そうです、この英語詩の状態でもご覧になっているあなたに具体的に起きた出来事からは程遠いからです。

 

では、この状態でどうするのか?

 

それは、「自分の記憶・経験・人物像を“仮に投影して読む」ということです。

 

例えば、

  • 「これは“亡くなった肉親”として読んでもいいし、“昔の自分”として読んでもいい」
  • 「あるいは“未来の自分から過去の自分を見る視点”でも成立する」

というようなイメージです。

 

要は、自分が納得できるまでその作業をすればよいということです。

繰り返しになりますが、作品が発するメッセージに対峙しつつ、ただ、作品に意味付けをする、意味を見出すのは「あなた自身」なのです。
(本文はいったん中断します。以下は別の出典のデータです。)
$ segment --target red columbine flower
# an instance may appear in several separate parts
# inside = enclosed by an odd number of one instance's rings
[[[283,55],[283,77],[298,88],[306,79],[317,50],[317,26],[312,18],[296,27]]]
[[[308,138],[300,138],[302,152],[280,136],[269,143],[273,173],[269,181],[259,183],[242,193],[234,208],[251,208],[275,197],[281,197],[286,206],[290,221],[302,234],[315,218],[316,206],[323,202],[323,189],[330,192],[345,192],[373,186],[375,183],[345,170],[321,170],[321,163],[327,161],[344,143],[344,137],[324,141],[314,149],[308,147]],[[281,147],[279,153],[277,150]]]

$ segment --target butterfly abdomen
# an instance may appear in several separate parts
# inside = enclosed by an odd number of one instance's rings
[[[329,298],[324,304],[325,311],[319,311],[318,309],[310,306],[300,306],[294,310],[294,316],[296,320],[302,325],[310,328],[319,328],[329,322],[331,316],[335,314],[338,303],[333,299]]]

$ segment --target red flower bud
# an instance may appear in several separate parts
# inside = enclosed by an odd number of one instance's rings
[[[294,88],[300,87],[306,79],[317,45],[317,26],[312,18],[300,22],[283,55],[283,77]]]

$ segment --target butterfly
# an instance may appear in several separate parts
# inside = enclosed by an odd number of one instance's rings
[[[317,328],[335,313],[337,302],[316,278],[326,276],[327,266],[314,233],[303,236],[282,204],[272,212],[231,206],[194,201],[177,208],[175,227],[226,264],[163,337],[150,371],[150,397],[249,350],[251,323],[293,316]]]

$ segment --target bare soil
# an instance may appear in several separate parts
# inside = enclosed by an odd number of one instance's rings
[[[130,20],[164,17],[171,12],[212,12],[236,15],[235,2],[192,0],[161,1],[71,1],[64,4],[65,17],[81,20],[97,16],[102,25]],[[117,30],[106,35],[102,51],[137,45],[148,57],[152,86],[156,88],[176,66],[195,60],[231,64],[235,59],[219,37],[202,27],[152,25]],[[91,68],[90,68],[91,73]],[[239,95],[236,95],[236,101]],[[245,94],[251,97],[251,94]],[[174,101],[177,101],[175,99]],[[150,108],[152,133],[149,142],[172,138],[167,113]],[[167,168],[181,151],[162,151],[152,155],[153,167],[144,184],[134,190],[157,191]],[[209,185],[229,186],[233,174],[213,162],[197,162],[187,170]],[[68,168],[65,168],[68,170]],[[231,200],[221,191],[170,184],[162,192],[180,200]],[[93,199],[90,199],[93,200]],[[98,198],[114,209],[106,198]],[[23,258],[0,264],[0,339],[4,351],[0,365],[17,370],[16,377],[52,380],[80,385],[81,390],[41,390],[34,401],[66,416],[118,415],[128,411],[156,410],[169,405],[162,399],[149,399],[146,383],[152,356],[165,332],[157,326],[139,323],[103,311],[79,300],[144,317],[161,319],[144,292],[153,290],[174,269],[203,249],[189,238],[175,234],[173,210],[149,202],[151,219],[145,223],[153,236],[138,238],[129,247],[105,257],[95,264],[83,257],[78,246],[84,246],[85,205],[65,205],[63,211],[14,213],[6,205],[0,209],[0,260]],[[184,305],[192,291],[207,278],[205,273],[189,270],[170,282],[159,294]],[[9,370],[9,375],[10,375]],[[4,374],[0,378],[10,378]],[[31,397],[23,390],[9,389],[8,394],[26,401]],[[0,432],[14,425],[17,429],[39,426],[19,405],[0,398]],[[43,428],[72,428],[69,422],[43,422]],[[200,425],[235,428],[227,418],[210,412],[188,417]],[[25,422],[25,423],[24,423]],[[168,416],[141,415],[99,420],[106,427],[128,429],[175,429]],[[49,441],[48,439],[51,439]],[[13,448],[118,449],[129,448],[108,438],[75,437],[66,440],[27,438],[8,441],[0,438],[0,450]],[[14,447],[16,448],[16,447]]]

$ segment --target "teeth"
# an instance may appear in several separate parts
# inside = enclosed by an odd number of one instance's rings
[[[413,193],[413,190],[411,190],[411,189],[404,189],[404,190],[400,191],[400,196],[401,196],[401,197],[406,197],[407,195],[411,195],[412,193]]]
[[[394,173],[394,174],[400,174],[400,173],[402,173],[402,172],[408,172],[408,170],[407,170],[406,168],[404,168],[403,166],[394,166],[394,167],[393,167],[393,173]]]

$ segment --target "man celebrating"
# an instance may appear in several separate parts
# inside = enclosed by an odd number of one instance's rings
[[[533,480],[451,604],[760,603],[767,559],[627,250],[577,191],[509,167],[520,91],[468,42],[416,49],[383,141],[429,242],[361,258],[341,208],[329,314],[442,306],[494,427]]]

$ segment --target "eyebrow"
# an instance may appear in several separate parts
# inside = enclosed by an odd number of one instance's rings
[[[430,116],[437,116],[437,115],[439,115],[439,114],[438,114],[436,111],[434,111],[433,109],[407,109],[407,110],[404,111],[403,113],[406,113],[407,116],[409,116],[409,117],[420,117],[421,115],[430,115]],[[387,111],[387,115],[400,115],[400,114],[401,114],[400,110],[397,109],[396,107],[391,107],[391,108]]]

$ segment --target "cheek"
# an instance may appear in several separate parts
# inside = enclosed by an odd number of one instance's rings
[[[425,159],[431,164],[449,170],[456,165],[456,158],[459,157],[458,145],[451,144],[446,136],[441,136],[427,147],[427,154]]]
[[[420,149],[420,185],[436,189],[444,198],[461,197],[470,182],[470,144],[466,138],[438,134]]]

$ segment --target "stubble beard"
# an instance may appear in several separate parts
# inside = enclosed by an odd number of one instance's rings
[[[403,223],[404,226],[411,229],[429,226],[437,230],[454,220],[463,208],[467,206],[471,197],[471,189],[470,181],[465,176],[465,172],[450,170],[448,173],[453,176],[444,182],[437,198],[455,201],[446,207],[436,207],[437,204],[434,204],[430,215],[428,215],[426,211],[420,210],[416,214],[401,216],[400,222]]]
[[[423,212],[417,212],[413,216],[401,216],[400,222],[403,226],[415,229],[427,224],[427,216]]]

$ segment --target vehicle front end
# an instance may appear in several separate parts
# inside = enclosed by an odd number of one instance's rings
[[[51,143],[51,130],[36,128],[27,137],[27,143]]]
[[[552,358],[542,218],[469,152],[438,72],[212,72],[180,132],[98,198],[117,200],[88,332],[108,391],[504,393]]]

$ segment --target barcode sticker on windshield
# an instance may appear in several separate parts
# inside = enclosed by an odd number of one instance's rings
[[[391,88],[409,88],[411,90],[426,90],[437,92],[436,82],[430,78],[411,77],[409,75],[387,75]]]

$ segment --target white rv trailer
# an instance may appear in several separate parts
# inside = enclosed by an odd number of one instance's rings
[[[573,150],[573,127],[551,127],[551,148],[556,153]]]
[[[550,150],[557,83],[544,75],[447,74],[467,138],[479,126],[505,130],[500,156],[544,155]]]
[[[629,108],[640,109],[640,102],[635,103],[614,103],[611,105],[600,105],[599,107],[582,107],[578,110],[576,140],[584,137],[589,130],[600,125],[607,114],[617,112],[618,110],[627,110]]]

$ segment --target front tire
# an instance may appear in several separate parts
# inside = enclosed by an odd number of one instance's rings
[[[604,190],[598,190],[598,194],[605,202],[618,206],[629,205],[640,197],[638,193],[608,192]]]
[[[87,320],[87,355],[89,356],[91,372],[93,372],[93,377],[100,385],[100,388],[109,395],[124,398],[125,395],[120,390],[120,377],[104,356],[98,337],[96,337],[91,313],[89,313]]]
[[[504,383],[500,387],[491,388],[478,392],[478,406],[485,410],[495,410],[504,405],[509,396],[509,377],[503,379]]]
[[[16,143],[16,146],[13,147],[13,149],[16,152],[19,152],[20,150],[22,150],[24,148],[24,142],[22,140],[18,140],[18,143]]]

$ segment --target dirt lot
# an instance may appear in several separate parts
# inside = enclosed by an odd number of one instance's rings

これは、鑑賞というものは、こういう形を取ることが多いように思うという一例で、このやり方が正解なわけではありません。

 

解釈は受け取った時に応じて変わっていい

解釈や感想というのは、人によるという点はすでに触れましたが、「人それぞれに」という意味のみならず「受け取ったタイミング」でも変わりうるという点も踏まえておくのがいいと思います。

 

人間は時間とともに経験を積み続けています。精神の状態も変わります。

同じものを鑑賞したとしても同じように受け止めるとは限らないのです。

 

このようなエッセイを書いておきながら、筆者もまだ試行錯誤の途中です。

 

「わからない」状態は贅沢かも

この納得するという作業を持ってしても「わからない」という状態になることもあるでしょう。

ただ、「わからない」という状態もまた贅沢なものです。

わかってしまったら(わかった気になってしまったら)戻ることができない状態なのですから。

 

「わからない」は“入口”であってけっして“失敗”ではありません。

 

「わからない」ということも状態として面白いを楽しめるようになるといいかもしれませんね。

 

大切なのは楽しめるかどうか

ここまで、ハードルを上げるようなことを書いてしまいましたが、最後に一番大事なのはそれを「楽しめるのか」ということなのではないかと思っています。

 

仮に、解釈ができなかったとしても悲観する必要はありません。

なんとなく好きだなでよいと思います。

 

わかったときも、わかった気になったときも、わからなかったときも、自分の内面と対峙してその状態を楽しいと思えたら、きっとそれは素晴らしい時間になっていることでしょう。

 

補足:作品とは現在化する余地のある過去である

もう一点、鑑賞者が貴重であることとして触れておきたい持論があります。

作品とは、あくまでも過去のものだと感じています。産み落とされた時点で完成し、変わることがありません。

もちろん変わっていく作品もありますが、それはまだ定まっているものではなく、今回ターゲットとしている作品とは別のものであると思ってください。

 

作品が過去に生み出されたときから姿形を変えることができなかったとしても、それを現在化の生ある状態に戻すことができます。

 

鑑賞者は作品に生を吹き込む重要なピースの一つです。

 

終わりに

鑑賞をするというのは、本当に贅沢なことだと思います。

この贅沢な行為を最大限楽しんでいきたいものですね。

 

しかし、そんな最中に“この曲、何を言ってるの?”と思ったとき、
 それは正解を探す問いではなく自分の中に意味を生み出す入口なのかもしれません。